Star formation demands that giant clouds of gas and dust collapse inward under the influence of gravity, growing denser and hotter until nuclear fusion is triggered, giving rise to the birth of new stars. Yet only a small fraction of a cloud's material spawns stars.

Magnetic fields and turbulence in the gas clouds are both thought to hinder the gravitational collapse in varying amounts. While magnetic field lines channel flowing gas into distinct directions, turbulence stirs it around and induces an outward force that resists collapse.

Research lead by Harvard-Smithsonian Center for Astrophysics astronomer Hua-bai Li says that the relative importance of magnetic fields versus turbulence is a matter of much debate. "Our findings serve as the first observational constraint on this issue," he says.

Li and colleagues studied 25 'cloud cores', dense patches of material on the cusps of being transformed into stars, located within molecular clouds up to 6,500 light years from Earth. By studying the polarised light emitted by these cores, the magnetic fields could be measured and compared with the fields in the surrounding tenuous nebulae.

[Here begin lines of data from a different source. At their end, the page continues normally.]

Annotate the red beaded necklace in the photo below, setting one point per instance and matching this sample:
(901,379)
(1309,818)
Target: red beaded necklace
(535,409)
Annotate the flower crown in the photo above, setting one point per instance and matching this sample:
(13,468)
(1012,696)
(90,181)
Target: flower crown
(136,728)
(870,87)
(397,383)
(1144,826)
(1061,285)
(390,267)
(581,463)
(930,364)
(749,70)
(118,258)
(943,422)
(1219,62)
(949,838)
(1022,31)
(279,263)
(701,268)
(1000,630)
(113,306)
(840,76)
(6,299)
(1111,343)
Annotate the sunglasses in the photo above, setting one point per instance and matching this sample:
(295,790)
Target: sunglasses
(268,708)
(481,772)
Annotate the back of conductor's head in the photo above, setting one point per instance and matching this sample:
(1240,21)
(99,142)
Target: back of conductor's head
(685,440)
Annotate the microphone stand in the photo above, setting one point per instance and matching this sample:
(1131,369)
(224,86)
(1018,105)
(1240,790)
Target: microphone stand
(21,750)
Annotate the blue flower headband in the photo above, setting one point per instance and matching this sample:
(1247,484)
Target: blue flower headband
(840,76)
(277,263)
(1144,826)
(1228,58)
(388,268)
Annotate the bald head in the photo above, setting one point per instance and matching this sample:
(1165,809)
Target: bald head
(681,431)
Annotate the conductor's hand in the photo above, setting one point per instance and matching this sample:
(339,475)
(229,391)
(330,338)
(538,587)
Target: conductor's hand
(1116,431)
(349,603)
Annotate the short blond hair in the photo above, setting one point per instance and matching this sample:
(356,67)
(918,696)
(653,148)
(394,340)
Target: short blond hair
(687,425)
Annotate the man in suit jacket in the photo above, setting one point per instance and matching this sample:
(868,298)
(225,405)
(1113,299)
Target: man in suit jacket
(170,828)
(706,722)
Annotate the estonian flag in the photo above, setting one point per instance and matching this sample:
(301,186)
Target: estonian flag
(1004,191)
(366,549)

The result had a very clear conclusion: since the magnetic fields were observed to line up in the same direction despite the relative size scales (one light year cores versus 1,000 light year nebulas) and relative densities, and since turbulence would be expected to churn up the magnetic fields into different directions, magnetic fields must therefore reign as the dominant property in counter-acting gravitational forces during star birth.

"Our result shows that molecular cloud cores located near each other are connected not only by gravity but also by magnetic fields," says Li. "This shows that computer simulations modelling star formation must take strong magnetic fields into account."

The new result, which has been accepted for publication in The Astrophysical Journal, will add vital pieces to the puzzle of how our Universe came to look the way it does today.